Soldiers were asked to contribute a day's pay in order to gather the members of the Dade command plus other officers who were killed or died from wounds or disease during the war and rebury them in St. Augustine in what was then the gardens of the St. Francis Barracks. Also to be reburied were noncommissioned officers and privates who had died in "circumstances of unusual gallantry."

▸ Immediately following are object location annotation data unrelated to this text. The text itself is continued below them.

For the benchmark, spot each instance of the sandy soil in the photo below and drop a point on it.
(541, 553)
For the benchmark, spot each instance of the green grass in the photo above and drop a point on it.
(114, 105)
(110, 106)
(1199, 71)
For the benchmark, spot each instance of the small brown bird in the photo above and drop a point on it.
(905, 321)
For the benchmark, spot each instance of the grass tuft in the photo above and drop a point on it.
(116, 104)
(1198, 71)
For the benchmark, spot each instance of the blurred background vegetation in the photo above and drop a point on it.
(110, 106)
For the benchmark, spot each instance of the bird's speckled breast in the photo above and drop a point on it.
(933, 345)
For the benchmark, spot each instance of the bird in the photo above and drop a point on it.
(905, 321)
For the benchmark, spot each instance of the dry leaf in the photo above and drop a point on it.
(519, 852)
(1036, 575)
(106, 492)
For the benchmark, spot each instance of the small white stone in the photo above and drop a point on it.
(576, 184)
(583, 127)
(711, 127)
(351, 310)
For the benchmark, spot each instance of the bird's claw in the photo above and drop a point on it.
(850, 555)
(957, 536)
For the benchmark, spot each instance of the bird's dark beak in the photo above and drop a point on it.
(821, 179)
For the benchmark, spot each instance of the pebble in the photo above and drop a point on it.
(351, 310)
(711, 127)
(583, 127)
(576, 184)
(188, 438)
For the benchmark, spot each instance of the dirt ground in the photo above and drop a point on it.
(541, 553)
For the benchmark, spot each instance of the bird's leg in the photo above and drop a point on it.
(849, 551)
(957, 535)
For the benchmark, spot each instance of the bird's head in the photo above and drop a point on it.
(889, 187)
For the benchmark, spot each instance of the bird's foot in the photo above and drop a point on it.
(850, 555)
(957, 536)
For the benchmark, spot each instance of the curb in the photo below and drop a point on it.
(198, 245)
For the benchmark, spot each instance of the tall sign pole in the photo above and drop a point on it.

On Aug. 14, 1842, the bodies came into St. Augustine in wagons, "each covered by the American flag as a pall and drawn by five elegant mules," and the soldiers' remains were buried in three vaults beneath the "Dade Pyramids" in what was called "a grand and imposing spectacle."
Mary Lou Missall was searching for a subject for her master's degree thesis. Someone mentioned the Seminole Indian Wars. She and her husband, John, asked "What are those?" and the two were on their way to what has become a cottage industry.
When Mary Lou Missall finished writing her thesis, the couple found themselves with lots of research material. Because they hadn't found one book that gave an overall picture of the lengthy war, they decided to try their hand at filling that gap.
"It was a voyage of discovery," John Missall said. University Press of Florida picked up the book "right away." The book is The Seminole Wars: America's Longest Indian Conflict.
Since then the couple have written pamphlets, more history books and even a novel. They've also become part of the Seminole Wars Foundation Inc.